UBEC was the original name for a stand-alone BEC produced by Kool as the "Ultimate BEC".
SBEC comes from "Smart BEC"
The various stand-alones like the Castle Creations 10A BEC are often simply referred to, probably incorrectly but who cares, as UBEC.
Just like "Kleenex" for any brand of tissue!
UBEC (Ultimate BEC) is/was the trade name of one of the first add on bec's that allowed you to use more servos at higher pack voltages and produced by Kool Flight (Jeff Myers, SEFF organizer) It now has seemed to morph into "Universal" bec because a bunch of the Chinese stand alone bec's are referred to as UBECs.
SBEC stand for Switching BEC vs the built in linear bec which was limited to 3 or 4 servos and 3 or 4 lipo cells. The new lines of Switching BEC speed controls basically incorporate a "UBEC" into the esc itself instead of having to use a stand alone system.
The BEC is the part that drops the battery pack voltage (7.4v, 11.1v, or whatever) down to 5v or 6v for use by the receiver and servos. It's called a battery eliminator circuit because it eliminates the requirement for you to use a separate 4-cell NiCd or NiMh receiver battery to power them.
The BEC is usually incorporated into the ESC, so that simply plugging the ESC into the receiver is all you need to supply power to it. But often the built-in BECs are insufficient to deal with all the servos you have, or the high voltage of a 4S and upwards LiPo pack, so you can get a stand-alone BEC to do the job.
Stand-alone BECs are usually the switching kind, so they can deal with higher voltage and current than the linear kind which are usually built into the ESCs. SBEC, UBEC, and other terms have become generic terms for, usually, switching BECs. But it's always wise to check the BEC's specs, irrespective of what the manufacturer calls it, to make sure it is switching if you want high-power and/or high-voltage use.
This newbie needs to know whether a Red Brick 10A ESC with UBEC rating 5v/1a will work with 2S 20C lipos, in conjunction with 3/4x SuperMicro linear servos rated at 3-4.2v, and an Orange R415 Rx?
Don't understand much about this techology at the moment, but learning as fast as I can, so any help appreciated...

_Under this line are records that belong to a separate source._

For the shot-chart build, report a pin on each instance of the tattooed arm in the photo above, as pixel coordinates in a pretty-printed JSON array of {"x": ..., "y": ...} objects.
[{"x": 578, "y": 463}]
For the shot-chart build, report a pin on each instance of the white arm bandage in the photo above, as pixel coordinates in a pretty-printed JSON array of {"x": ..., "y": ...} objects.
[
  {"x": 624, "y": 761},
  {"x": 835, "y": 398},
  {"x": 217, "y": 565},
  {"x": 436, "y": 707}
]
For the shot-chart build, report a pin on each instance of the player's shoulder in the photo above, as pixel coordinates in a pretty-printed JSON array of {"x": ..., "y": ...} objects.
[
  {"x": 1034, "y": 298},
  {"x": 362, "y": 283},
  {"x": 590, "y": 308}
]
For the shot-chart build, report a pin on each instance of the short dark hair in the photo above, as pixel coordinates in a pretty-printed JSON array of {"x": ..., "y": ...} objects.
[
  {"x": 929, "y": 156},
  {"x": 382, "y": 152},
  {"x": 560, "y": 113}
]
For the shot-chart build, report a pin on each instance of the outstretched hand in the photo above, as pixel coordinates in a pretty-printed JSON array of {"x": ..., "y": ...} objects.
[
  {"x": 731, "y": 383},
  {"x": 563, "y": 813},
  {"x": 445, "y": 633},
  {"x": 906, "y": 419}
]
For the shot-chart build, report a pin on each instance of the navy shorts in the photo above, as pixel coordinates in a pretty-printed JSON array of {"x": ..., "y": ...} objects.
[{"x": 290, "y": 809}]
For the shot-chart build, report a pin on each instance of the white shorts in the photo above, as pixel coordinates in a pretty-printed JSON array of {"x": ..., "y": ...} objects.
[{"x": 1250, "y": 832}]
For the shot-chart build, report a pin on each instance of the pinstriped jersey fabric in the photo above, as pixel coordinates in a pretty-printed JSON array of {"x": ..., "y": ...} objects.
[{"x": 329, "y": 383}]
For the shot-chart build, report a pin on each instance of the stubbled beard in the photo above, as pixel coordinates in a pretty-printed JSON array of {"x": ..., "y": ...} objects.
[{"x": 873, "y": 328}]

Nonetheless, on 2S, most basic ESCs with built in BEC will be OK for 3-4 servos. (but NOT on 3S). However, the voltage rating on your servos is less than the 5V output of the BEC, so you would risk cooking a servo. You might need to look for an external BEC with lower than normal output. Sorry, didn't find one on a quick search.
I have a 10A ESC that has a BEC built in ... so that is possible.
The problem as you identified and I think the questioner quite rightly is concerned about is the low voltage super-micro servos.
IM AM NOT TRYING TO SELL ANYTHING FROM THAT WEBSITE OR WORK WITH THEM OR TELL THEY HAVE THE BEST PRODUC. I HAVE NEVER TRY ANYTHING FROM THEM BUT THE INFO GIVEN IS VERY GOOD.
This will help
Dimension Engineering's BEC FAQ
What is a BEC?
BEC stands for Battery Eliminator Circuit. In the old days of electric
flight you had to use a separate 4.8V battery pack to power your receiver
and servos. As the hobby evolved, speed controls started to include Battery
Eliminator Circuits to power your receiver and servos, allowing you to get
rid of the extra receiver battery pack.
How does a BEC work?
A BEC is basically a step down voltage regulator. It will take your main
battery voltage (e.g. 11.1 Volts) and reduce it down to ~5 Volts to safely
power your receiver and servos.
What are the advantages of a BEC?
If you are flying electric, a BEC is better than a battery pack in nearly
all cases. On average, the BEC will weigh 10-20 times less than a receiver
battery pack! Then you have to take into account the hassle of charging the
receiver pack. It is another battery you have to carry around along with
another charger. Did you remember to charge it after the last time you flew?
Uh-oh might want to double check that!
With a BEC, you only have to worry about charging your main flight pack and
then you are guaranteed to have a safe flight.
Glow planes usually need a receiver pack, but the vast majority of electric
planes out there are better off with a BEC.
I have a 3A BEC in my speed control - is that enough?
What is a switching BEC?
It is very common for speed controls to have BECs rated at 2 or 3A.
However, what the manufacturers do not tell you is that this rating is only
true for an input voltage of 6V. The BEC on your speed control is what
engineers call a 'linear voltage regulator'. It works by burning up excess
voltage and turning it into heat. The higher the input voltage, the more
heat gets produced. If there is too much heat, then the BEC will either fry,
or shut down! The result of this is that in real world situations, if you
are running a 3S lithium battery pack, your ESC's BEC will only be able to
provide about 0.5A before it overheats. At 4S, most ESC manufacturers don't
recommend you use the BEC at all, or at best power two small servos.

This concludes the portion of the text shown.